Барбара с трудом подавила приступ смеха. Зеркало! Она совершенно забыла о нем. Но если она покажет его, он узнает, что она порабощена. Она прижала руку к груди, разрываясь между его и своей собственной болью, не осознавая, что этот жест выражает страх.

— Тебе не надо бояться. Я не обвиняю тебя в том, что ты запятнала мою честь, — горько сказал он. — Я знаю, ты не виделась со своим любовником. Возможно, тебе следовало бы сделать это и увидеть, что я не такая плохая замена…

С трудом подавив еще один приступ смеха, Барбара спокойно ответила:

— Ты не замена. Я никогда не любила никого, кроме тебя, и сказала тебе об этом, когда ты предложил мне выйти за тебя замуж.

Теперь на его лице появилось презрение.

— Не вытаскивай снова эту затертую старую ложь. Я не обижу тебя. У меня нет повода жаловаться на наше супружество. Ты достойно выполняешь свой долг.

Искушение рассмеяться исчезло, когда Барбара поняла, что задета не просто гордость Альфреда, а что-то гораздо большее. Он скоро возненавидит ее, подумала она, Ужаснувшись. Она быстро шагнула, наклонилась и перевернула корзинку, чтобы все ее содержимое вывалилось на скамью. Затем она схватила зеркало и вручила его Альфреду.
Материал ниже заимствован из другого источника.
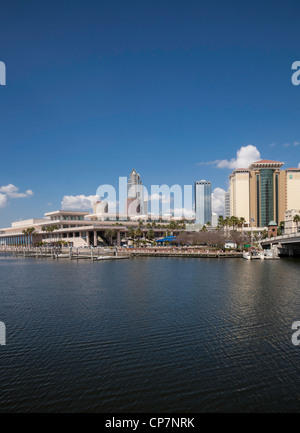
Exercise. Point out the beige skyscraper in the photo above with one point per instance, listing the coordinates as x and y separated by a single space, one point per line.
240 194
263 192
292 188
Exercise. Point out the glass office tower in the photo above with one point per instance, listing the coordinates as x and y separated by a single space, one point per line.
203 202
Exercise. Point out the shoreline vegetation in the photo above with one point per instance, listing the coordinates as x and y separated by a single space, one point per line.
98 253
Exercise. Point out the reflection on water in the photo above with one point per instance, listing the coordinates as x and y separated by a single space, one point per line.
149 335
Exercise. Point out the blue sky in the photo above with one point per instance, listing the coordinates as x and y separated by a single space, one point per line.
96 88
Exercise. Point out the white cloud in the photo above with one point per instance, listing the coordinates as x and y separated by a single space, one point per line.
218 201
165 199
78 202
11 191
184 213
3 200
244 158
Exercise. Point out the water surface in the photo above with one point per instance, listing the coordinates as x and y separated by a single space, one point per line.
149 335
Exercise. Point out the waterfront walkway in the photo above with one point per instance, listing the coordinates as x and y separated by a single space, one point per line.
98 254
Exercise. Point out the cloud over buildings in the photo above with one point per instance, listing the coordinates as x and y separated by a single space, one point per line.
245 156
12 192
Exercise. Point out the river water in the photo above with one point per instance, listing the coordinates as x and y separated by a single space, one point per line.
149 335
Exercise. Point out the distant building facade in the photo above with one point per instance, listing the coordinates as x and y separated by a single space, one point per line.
135 194
291 227
263 192
227 204
203 202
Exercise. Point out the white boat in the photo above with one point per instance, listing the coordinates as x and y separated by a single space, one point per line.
271 255
254 255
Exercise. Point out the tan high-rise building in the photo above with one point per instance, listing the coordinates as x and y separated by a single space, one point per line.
239 190
263 192
292 188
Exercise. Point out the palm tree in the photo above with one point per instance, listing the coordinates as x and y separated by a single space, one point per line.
221 221
150 235
242 222
297 220
234 221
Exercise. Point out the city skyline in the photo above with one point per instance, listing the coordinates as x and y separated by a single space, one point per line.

— Вот! — воскликнула она. — Вот любовный подарок, который я ношу с собой с тринадцати лет. Ты не узнаешь его, большой дурак? Это зеркало ты выиграл на турнире и отдал мне.

Альфред стоял с зеркалом в руке, глядя, разинув рот, как она подбирала каждый лоскут, нарочито тряся его, чтобы показать, что в нем ничего не завернуто, и клала в корзинку. Она держала в руках гребень — единственную ненужную вещь в рабочей корзинке.